Le trophée qu'ils ramenaient de leurs chasses était des dessins. En effet, chaque fois qu'un chasseur capturait un animal, il en faisait un dessin avant de le relâcher. Aucun des dessins n'était identique. Il fallait dessiner l'animal endormi dans son environnement, choisir avec soin les couleurs. Lorsque c'était possible, les chasseurs joignaient quelque chose à leur dessins, par exemple : quelques poils, un morceau de laine, une écaille, une plume.
Hormis la majorité de chasseurs, on trouvait aussi, dans la troupe des Chasseurs-Pèlerins, quelques artisans, tailleurs, cordonniers… Les plus beaux des dessins étaient reproduits sur une partie de leur production, tels que des vêtements, capes, chapeaux, chaussures et bandeaux, du linge de maison, rideaux, draps, nappes et tapis. Il y avait aussi de petites statuettes, des flûtes et d'autres instruments de musique. Ces produits étaient destinés à être vendus dans les villes et villages où les pèlerins s'arrêtaient. C'étaient des produits rares et chers, ils étaient longs et difficiles à réaliser. L'argent de la vente permettait aux Chasseurs-Pèlerins de continuer à voyager dans de bonnes conditions et de continuer à exercer leur passion. Les pèlerins organisaient, pendant deux semaines, une grande foire où ils vendaient leurs marchandises. Ils restaient environ pendant deux mois au même endroit, chassant dans les environs, selon la période de l'année.

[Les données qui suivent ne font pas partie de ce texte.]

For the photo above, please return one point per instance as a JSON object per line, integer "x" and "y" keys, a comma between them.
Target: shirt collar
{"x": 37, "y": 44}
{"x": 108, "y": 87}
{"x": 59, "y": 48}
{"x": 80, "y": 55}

Œil-de-loutre apprit la nouvelle et partit au village pour se renseigner. A la bibliothèque, elle lut tout ce qui parlait des chasseurs. Puis ils arrivèrent au village. Les grands archers étaient un peu impressionnants, ils portaient des combinaisons souples aux couleurs parfois sombres, parfois plus claires, se mariant parfaitement avec la nature qui les entouraient. Leurs arcs peints et sculptés étaient tous plus magnifiques les uns que les autres. Les archers portaient à la taille une grande sacoche destinée à abriter leurs dessins, leurs biens les plus précieux mis à part leur arc.

La jeune fille, fascinée par ces hommes, les observa. D'abord de loin. Puis elle s'approcha un peu plus. Chaque jour elle rentrait chez elle avec de nouvelles choses à raconter, ce qu'elle faisait avec entrain et excitation.
Les chasseurs s'installèrent dans une clairière, non loin du village. L'enfant se réjouit de les savoir si proches de chez elle.

Leur campement était fait seulement de toiles de tente tirées par des piquets de bois. Un peu en retrait, on trouvait le bâtiment principal de la troupe : une grande roulotte de bois qui contenait les objets destinés à être vendus, la nourriture et le matériel utilisé pour le campement, toiles de tentes, couvertures, ustensiles de cuisine…etc.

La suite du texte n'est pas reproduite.